Tibetan nuns seek the same status as monks but face the same opposition as other female clergy
With a shaved head, flowing burgundy robes and religious devotion, Xinde Shijiamouni has all the trappings of a Tibetan Buddhist monk. But her serenity is troubled – because as a nun, she cannot reach the same clerical status as a man.
In harsh terrain and relative isolation, Tibetan culture has long been patriarchal.
Now more than 100 nuns at the Larung Gar Buddhist Institute – the largest Tibetan Buddhist academy in the world – are challenging that, holding study sessions on feminism and sparking a nascent religious movement.
The group has published a series of books on female Buddhist figures and put out a magazine once a year. But many senior monks view their calls with suspicion, decrying gender equality as a “Western concept”.
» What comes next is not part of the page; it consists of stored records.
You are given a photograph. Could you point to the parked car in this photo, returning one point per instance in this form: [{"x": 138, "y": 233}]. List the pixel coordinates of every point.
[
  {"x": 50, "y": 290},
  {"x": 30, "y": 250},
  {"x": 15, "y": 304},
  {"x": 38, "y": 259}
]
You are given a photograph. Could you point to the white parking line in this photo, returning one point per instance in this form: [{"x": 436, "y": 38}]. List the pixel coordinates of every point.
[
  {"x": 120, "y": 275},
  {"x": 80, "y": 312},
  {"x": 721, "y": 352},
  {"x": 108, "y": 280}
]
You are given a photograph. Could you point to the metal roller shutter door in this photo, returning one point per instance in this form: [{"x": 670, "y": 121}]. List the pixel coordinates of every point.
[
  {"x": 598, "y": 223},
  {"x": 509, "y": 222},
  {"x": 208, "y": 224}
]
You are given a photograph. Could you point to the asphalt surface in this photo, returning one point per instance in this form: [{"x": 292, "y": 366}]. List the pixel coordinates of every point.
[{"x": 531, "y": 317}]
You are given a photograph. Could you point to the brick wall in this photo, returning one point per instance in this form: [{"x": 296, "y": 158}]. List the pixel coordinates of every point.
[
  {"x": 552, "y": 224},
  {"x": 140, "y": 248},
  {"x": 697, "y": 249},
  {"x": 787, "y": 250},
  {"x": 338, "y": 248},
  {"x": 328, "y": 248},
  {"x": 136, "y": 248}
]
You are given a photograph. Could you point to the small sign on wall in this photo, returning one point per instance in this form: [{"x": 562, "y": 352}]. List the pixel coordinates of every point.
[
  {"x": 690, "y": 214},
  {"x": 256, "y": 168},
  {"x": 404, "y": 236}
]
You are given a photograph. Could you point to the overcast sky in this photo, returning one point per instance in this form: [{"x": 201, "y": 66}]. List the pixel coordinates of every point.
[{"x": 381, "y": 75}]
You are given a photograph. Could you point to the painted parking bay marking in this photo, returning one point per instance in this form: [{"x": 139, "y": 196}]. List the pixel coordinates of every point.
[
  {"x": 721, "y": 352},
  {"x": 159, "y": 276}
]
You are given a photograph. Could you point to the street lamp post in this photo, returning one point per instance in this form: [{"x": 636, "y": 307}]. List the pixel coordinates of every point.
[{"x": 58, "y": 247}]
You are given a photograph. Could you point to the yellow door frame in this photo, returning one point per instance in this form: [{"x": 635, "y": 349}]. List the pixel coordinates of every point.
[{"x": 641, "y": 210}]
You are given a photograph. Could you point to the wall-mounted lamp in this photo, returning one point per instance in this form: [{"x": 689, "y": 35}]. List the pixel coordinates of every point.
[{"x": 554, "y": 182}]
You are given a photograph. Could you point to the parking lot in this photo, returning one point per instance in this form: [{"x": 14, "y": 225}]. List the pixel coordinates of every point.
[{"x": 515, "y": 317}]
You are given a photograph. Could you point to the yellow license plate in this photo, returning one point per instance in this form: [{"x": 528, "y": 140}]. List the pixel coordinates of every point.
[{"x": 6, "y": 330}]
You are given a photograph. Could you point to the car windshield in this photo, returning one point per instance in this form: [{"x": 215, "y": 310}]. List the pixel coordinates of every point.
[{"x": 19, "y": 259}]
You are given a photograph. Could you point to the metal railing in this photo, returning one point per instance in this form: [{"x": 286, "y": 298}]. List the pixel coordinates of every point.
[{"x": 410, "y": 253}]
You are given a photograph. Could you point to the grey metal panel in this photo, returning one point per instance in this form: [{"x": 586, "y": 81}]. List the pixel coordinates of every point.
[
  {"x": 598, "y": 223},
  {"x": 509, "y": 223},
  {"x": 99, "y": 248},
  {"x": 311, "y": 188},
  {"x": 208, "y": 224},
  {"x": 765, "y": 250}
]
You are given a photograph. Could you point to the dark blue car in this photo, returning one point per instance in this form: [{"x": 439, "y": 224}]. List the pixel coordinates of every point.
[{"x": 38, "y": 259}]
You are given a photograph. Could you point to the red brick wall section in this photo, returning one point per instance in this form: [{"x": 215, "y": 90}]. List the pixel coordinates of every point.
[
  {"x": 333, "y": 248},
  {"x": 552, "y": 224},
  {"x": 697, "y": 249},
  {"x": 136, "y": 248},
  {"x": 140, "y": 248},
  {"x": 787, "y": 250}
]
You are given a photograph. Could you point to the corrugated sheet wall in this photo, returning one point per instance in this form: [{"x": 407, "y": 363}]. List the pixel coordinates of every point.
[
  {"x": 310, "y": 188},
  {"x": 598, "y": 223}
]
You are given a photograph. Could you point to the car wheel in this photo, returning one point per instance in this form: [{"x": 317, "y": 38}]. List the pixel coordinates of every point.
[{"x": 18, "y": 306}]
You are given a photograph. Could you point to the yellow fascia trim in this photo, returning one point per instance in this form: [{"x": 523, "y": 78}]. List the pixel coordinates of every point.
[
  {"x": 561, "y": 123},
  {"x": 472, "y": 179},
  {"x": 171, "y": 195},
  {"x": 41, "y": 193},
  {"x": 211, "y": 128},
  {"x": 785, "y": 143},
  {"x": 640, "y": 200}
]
“If you look at Buddhist law, you can see both genders should be equal,” says Xinde Shijiamouni - whose name is a pseudonym meaning “The Heart of the Buddha”.
“But many on the outside don’t understand the dharma, and many on the inside choose to ignore it.”
More than 10,000 men and women study at the institute, living in red wooden huts crammed into a steep valley at 4,000 metres altitude in an ethnically Tibetan part of Sichuan province.
Part of the Nyingma school of Tibetan Buddhism, it was its first college to allow women to achieve a khenmo – the equivalent of a doctoral degree in divinity.
But the genders lead largely separate existences, with women barred from the academy’s monastery, men not allowed to enter the nunnery, and the accommodation all single-sex.
Neither Tibetan Buddhism nor the institute allows women to achieve the same religious status as men, denying them the highest rank of ordination, bhikkhuni, which is held by tens of thousands of monks.
“We should be able to do as well as monks,” a senior nun declared at a graduation ceremony at the Larung Gar nunnery last year.
One activist nun, who decline to give her name for fear of reprisals, says: “We’re doing this because we nuns have been under attack for so long. We need to teach women to stand up for themselves.”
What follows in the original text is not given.